Friday 16 August 2013

Capturing the moment

A common feature of my classroom practice is that I capture things that happen in the classroom - I almost always carry a digital camera and a voice recorder. Broadly, my objectives (not in any order of priority) are:
  • To facilitate students reviewing their experiential learning within the classroom
  • To allow students to compare the work of other groups with their own
  • To capture content-heavy "guest lectures" for students to analyse later
  • To produce a record to help develop future sessions
  • To capture materials for disabled students who would otherwise be disadvantaged in the particular classroom situation
I haven't particularly used the captured "artefacts" as an assessment mechanism, but that might be a future possibility.

So what do I actually do?
  • Sound recordings of guest lectures (disabled students sometimes do this themselves and share the recordings with me)
  • Photos of whiteboard diagrams developed during discussions or analyses, drawn by myself or by students
  • Photos of flip charts (ditto)
The new reflective whiteboards are easier to clean but they are very reflective, which makes photographing them very difficult. It is possible to manipulate the image to clean it up (Paint.net is a versatile free Windows photo editor), but sometimes the images are just about legible but not good enough quality to post.

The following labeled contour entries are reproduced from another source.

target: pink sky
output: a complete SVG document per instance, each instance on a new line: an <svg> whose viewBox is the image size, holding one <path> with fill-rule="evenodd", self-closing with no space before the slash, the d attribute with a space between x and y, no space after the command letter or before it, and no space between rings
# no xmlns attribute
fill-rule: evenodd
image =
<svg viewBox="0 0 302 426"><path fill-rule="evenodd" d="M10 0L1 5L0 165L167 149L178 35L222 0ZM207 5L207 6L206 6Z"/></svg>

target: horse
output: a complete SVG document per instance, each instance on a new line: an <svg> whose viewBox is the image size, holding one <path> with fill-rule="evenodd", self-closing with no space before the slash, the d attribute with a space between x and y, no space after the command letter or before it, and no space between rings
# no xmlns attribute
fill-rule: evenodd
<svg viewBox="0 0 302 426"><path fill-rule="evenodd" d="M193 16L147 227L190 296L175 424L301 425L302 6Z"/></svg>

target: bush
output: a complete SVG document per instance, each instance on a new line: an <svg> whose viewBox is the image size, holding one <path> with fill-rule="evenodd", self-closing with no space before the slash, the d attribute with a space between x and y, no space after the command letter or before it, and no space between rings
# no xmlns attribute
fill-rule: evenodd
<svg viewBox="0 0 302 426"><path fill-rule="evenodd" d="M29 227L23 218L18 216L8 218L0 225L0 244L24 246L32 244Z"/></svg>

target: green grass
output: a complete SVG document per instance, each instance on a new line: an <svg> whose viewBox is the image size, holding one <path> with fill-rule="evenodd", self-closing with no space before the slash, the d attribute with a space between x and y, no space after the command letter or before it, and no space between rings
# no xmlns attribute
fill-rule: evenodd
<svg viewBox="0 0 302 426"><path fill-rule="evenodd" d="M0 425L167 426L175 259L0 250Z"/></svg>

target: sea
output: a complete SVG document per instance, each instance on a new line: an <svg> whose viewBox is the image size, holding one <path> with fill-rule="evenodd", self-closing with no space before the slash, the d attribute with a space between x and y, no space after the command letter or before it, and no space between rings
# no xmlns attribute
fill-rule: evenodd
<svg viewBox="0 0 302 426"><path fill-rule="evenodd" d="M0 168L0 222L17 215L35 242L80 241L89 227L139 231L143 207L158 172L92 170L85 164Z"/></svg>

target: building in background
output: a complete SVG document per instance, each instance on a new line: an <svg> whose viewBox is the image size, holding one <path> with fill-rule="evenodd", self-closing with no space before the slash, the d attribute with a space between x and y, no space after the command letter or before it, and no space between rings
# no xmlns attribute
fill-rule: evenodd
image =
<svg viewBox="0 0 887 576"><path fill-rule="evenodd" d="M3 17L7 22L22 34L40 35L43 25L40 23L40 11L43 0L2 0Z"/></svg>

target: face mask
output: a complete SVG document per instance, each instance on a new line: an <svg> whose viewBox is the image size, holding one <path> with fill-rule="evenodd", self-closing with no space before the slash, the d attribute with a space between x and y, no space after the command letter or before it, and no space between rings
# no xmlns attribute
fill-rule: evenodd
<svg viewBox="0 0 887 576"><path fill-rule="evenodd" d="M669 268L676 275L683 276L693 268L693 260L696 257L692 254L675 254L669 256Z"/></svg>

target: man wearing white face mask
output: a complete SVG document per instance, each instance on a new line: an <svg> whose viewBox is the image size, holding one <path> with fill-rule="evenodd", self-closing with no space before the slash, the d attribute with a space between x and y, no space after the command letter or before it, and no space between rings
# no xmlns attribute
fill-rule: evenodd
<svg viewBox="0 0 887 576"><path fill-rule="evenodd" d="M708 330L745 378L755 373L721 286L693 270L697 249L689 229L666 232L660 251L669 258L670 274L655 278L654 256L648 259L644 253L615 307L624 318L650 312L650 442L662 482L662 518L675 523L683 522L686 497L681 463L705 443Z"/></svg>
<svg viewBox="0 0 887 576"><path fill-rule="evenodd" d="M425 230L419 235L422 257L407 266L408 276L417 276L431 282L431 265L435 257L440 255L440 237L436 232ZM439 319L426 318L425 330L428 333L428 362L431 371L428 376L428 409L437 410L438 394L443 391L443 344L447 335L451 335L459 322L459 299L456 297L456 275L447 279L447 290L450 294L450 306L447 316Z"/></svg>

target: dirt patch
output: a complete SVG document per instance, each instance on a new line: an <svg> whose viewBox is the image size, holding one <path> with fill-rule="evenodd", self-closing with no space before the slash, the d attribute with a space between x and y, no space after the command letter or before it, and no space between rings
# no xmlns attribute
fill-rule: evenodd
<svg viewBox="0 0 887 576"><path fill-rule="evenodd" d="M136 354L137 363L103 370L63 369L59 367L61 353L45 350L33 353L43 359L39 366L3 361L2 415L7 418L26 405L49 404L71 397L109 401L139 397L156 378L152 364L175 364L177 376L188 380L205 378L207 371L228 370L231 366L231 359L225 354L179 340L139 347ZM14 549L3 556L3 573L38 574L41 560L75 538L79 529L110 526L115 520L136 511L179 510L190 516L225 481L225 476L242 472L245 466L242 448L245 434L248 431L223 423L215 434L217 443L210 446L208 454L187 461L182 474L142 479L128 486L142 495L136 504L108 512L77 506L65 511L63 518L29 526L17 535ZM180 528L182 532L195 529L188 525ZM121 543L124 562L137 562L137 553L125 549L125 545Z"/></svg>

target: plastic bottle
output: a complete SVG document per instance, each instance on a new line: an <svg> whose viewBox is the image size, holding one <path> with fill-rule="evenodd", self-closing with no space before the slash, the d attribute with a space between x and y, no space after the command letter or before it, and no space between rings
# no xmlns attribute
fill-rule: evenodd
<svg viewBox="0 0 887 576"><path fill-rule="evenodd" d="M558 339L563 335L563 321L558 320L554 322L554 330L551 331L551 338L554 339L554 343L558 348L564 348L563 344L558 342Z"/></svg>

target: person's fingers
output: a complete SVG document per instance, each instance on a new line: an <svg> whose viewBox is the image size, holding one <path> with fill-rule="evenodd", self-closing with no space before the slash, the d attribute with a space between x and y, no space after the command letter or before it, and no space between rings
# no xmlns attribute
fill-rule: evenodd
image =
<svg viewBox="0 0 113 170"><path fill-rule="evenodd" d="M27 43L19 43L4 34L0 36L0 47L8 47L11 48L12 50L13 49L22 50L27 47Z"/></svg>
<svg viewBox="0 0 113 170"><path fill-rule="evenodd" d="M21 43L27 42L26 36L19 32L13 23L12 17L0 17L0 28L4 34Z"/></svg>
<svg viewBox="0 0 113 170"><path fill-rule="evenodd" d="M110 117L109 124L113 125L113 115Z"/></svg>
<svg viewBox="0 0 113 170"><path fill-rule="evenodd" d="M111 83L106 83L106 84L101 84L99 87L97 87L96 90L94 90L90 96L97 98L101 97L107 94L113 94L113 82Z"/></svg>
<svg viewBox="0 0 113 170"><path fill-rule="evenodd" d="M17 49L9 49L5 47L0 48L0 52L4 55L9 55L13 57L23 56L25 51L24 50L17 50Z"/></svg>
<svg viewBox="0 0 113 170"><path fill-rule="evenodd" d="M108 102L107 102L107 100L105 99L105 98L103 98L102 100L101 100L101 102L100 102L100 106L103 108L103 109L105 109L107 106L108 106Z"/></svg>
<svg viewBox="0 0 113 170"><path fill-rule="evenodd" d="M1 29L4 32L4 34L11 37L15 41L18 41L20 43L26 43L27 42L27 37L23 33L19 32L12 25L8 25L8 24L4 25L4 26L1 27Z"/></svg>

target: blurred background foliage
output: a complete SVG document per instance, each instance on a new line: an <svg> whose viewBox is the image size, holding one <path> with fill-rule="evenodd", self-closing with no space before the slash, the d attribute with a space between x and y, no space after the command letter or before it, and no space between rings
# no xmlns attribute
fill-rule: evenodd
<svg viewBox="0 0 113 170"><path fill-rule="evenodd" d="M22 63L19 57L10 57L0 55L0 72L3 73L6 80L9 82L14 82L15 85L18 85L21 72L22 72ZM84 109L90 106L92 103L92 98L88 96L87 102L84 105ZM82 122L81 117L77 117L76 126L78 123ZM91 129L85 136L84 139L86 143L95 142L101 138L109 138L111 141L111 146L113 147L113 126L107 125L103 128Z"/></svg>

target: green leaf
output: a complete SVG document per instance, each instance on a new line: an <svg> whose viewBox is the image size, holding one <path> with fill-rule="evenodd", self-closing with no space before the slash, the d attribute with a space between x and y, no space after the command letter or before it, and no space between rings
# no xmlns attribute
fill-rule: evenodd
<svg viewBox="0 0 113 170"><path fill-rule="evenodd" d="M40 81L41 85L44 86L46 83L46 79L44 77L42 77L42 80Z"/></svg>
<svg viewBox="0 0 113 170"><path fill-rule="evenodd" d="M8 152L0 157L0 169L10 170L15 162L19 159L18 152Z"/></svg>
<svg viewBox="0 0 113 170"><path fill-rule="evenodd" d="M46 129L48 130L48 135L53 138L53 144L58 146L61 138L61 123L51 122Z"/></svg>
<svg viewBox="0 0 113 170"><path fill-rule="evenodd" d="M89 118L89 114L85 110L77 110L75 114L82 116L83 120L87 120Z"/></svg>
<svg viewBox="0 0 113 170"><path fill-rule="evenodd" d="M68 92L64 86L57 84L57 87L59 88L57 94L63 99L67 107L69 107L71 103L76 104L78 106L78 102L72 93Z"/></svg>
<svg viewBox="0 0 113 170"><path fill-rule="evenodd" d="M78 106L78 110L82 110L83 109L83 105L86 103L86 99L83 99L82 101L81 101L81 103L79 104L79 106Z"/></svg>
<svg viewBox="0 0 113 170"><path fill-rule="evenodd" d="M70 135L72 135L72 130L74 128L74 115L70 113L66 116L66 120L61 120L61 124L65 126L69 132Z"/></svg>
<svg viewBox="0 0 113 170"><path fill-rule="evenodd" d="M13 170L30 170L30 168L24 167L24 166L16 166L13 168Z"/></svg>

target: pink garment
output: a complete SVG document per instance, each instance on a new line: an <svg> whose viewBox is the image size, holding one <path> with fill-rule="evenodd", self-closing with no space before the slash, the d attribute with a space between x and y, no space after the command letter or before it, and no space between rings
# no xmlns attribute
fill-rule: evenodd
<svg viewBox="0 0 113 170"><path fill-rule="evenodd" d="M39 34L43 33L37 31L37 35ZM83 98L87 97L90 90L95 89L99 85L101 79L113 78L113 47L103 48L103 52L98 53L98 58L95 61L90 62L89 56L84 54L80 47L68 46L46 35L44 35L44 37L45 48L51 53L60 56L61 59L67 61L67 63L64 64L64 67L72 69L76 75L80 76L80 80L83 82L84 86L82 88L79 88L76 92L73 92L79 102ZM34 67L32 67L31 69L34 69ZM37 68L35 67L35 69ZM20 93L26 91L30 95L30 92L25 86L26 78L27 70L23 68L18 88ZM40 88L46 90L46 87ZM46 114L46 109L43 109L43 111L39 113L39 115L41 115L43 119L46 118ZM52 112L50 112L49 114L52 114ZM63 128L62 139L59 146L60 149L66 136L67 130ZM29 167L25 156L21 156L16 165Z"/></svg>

In this case I rapidly redraw the diagrams on a white sketch pad - it doesn't take long - and photograph or scan the result.

Other things I might try?
  • Photographing from the visualiser (the proper name for the computer epidiascope) - Using this for video capture too, as explained in Summer School or in SALT session.
  • Polarising filter to cut out reflections from glass whiteboards - will depend on the coating material on the glass, and on how well the filter deals with reflections from multiple light sources.
An unedited photo of a diagram drawn during a tutorial discussion. 
This is on one of the "old" whiteboards - messy but few reflections.